On Darkness
Darkness.
In the dark I fret of what I fear is to come.
Fear of the unknown?
Fear of not knowing?
Fear of the unknowable?
So many words are written on darkness on this day,
the shortest of all days, that leads to the longest of all nights.
I read them.
Some are so beautifully strung together,
but they unsettle my soul,
filling it with a sense of
dread
for
the coming
long hours of
darkness.
I know darkness.
I don’t want it to:
Engulf me,
Hold me,
Cradle me,
Consume me.
In darkness I cradled my babies in my arms.
I rocked them.
I sang to them.
And to myself,
I sang,
because I too needed to be:
held,
rocked,
soothed.
In the darkness, my baby and I both needed the
soothing presence of
Comfort
to get us through the night.
I have witnessed, and I have been upended by darkness,
by the darkness of the hearts of others,
and by those who see no way out of the darkness
in the darkest night of the soul.
I do not understand such darkness.
I believe the dark things of this world are to be left with God.

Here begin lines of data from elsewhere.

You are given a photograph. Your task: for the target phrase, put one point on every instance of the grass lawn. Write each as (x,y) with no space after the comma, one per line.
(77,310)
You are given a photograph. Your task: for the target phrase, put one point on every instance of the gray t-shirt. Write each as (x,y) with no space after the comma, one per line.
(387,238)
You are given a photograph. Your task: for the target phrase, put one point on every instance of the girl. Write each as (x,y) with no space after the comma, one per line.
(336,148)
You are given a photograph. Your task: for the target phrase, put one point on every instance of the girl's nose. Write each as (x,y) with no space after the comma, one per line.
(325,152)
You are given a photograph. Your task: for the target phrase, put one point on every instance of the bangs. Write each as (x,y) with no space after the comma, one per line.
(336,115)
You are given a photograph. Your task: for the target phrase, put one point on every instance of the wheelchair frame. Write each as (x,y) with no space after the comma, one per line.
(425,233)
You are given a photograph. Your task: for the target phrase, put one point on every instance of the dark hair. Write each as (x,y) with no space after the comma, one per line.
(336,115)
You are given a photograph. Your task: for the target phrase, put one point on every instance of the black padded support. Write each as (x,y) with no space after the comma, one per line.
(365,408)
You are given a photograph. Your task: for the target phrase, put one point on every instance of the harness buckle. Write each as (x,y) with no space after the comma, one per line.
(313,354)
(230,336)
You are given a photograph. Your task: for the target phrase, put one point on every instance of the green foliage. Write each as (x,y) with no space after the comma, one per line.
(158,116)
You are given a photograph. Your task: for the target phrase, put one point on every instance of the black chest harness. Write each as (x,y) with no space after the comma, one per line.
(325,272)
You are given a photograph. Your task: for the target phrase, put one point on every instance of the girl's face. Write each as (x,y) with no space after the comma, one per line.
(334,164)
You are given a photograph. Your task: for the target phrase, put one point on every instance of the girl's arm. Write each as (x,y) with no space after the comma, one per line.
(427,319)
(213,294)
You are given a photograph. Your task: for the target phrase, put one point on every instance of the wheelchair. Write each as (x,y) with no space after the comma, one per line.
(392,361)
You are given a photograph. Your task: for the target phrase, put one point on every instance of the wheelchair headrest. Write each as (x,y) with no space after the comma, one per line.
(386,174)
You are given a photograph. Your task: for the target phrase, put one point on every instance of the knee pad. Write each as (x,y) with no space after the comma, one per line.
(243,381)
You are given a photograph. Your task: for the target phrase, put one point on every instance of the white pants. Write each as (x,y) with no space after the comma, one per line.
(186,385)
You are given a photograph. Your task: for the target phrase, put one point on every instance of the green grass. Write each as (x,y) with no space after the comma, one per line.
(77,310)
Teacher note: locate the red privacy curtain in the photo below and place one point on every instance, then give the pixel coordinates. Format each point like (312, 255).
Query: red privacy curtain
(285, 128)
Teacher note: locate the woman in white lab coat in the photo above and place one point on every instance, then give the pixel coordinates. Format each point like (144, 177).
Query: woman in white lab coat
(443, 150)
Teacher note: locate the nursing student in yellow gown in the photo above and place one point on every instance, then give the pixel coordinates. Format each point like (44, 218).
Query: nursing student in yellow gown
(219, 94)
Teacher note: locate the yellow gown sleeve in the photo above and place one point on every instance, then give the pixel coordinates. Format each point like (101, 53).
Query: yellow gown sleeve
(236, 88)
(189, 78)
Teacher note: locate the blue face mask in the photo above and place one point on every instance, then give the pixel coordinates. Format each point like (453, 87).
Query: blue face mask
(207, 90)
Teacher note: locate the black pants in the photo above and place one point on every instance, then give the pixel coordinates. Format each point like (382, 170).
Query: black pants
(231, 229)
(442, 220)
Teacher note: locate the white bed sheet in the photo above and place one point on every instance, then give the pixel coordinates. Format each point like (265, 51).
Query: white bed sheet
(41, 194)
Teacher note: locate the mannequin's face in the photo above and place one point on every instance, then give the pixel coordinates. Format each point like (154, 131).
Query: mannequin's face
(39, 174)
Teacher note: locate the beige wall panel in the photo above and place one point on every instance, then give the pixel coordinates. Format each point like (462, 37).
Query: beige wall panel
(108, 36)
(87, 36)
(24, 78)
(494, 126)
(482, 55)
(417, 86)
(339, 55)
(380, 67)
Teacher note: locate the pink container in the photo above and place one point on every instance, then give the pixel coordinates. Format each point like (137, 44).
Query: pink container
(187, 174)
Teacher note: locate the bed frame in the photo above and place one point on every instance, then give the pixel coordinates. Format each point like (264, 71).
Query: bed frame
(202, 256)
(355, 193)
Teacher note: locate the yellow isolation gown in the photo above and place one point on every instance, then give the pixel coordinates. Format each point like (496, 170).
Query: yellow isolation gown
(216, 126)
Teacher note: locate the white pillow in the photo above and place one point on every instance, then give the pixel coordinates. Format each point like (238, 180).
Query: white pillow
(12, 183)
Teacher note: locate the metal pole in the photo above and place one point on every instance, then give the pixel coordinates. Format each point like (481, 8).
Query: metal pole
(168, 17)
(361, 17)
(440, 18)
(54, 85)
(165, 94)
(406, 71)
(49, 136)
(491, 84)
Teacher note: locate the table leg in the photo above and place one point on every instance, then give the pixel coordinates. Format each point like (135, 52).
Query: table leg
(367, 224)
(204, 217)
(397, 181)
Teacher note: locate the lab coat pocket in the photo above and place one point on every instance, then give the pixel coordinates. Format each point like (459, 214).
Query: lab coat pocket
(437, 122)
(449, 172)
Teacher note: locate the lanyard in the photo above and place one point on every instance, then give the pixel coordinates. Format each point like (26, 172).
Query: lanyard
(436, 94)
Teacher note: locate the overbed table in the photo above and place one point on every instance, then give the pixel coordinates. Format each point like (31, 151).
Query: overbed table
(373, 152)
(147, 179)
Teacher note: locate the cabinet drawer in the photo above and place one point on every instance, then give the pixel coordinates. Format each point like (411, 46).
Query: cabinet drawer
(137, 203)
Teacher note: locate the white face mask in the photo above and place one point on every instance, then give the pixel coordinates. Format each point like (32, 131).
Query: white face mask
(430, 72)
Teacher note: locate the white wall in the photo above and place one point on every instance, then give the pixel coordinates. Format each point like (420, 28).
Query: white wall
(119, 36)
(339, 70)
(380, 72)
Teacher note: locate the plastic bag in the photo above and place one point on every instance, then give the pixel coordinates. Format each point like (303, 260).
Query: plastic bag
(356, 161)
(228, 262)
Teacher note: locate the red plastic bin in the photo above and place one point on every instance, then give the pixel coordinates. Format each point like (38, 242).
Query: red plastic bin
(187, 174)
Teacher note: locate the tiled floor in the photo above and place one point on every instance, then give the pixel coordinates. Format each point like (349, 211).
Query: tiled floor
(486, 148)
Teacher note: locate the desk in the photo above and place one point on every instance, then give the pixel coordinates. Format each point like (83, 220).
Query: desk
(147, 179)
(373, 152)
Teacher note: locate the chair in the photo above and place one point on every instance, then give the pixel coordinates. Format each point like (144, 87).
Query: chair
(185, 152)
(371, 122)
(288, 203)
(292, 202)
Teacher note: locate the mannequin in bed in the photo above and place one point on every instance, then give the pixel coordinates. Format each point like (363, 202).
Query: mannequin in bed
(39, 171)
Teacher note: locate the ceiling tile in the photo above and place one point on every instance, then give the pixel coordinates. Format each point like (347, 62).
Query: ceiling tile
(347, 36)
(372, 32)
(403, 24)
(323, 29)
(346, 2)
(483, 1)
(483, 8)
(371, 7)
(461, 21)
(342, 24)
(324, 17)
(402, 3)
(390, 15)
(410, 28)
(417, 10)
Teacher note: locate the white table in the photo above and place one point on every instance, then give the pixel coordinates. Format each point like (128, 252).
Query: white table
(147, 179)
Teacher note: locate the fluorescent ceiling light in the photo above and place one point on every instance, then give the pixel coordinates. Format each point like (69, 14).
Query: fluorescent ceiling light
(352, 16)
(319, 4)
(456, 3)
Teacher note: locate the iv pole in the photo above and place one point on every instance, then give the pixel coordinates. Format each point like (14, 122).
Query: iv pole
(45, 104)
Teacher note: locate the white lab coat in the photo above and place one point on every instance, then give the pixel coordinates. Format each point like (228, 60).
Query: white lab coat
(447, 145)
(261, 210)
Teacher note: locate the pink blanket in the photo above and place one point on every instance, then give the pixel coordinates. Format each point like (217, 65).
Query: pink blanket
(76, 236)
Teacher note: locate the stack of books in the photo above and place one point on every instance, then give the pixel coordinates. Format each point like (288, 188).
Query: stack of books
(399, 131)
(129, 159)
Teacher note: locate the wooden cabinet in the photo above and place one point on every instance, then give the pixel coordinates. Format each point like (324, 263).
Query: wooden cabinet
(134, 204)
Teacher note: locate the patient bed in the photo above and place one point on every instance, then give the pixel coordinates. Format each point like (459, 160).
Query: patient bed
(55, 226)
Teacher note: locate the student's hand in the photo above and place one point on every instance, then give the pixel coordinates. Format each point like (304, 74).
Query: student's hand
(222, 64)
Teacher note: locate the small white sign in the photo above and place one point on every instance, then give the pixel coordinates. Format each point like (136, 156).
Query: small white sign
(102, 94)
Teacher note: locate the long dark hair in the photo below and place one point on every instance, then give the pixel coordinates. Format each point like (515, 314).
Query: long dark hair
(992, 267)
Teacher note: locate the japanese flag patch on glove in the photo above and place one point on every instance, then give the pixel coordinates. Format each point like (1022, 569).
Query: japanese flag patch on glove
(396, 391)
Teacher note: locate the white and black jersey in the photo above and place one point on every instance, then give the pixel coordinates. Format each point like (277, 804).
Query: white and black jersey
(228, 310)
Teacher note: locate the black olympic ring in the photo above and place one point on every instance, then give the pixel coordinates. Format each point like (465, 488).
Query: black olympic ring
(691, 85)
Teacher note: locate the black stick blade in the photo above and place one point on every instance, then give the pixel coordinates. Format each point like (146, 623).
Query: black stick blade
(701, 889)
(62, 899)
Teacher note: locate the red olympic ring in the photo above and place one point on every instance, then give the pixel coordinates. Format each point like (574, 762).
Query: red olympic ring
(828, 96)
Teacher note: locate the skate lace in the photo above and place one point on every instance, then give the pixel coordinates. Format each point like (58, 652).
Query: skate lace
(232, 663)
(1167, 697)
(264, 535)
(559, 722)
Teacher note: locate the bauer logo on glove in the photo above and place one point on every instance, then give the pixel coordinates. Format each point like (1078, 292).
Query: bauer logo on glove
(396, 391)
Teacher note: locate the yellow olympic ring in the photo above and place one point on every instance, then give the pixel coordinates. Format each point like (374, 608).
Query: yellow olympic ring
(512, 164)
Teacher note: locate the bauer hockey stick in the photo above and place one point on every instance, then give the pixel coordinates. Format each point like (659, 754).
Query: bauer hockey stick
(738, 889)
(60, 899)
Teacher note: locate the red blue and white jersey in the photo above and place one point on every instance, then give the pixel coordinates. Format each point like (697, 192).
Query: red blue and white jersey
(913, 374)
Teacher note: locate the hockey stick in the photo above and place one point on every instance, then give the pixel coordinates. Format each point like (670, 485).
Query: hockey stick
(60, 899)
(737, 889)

We can trust Him with such things.
Daybreak comes to us at the appointed time.
Advent.
Adventus.
“The Arrival”
ad- to
venire- come
The promise has already come.
During advent,
we sense such longing for the promise of His promised arrival
during these darkest of all hours.
The shortest day.
The longest night.
Artic cold is coming.
“Coldest days on record ahead,”
The forecasters say.
What will be my source of heat when I desperately need warmth in my soul?
Where is my source of light when I need true light?
I want no imitations of light that depend on resources created by man.
Seeking light and warmth in the hearts and words of men who offer no true
light
Or
warmth
has left me empty.
The source of light and warmth is
Love.
The Love that abides came down to light the darkness.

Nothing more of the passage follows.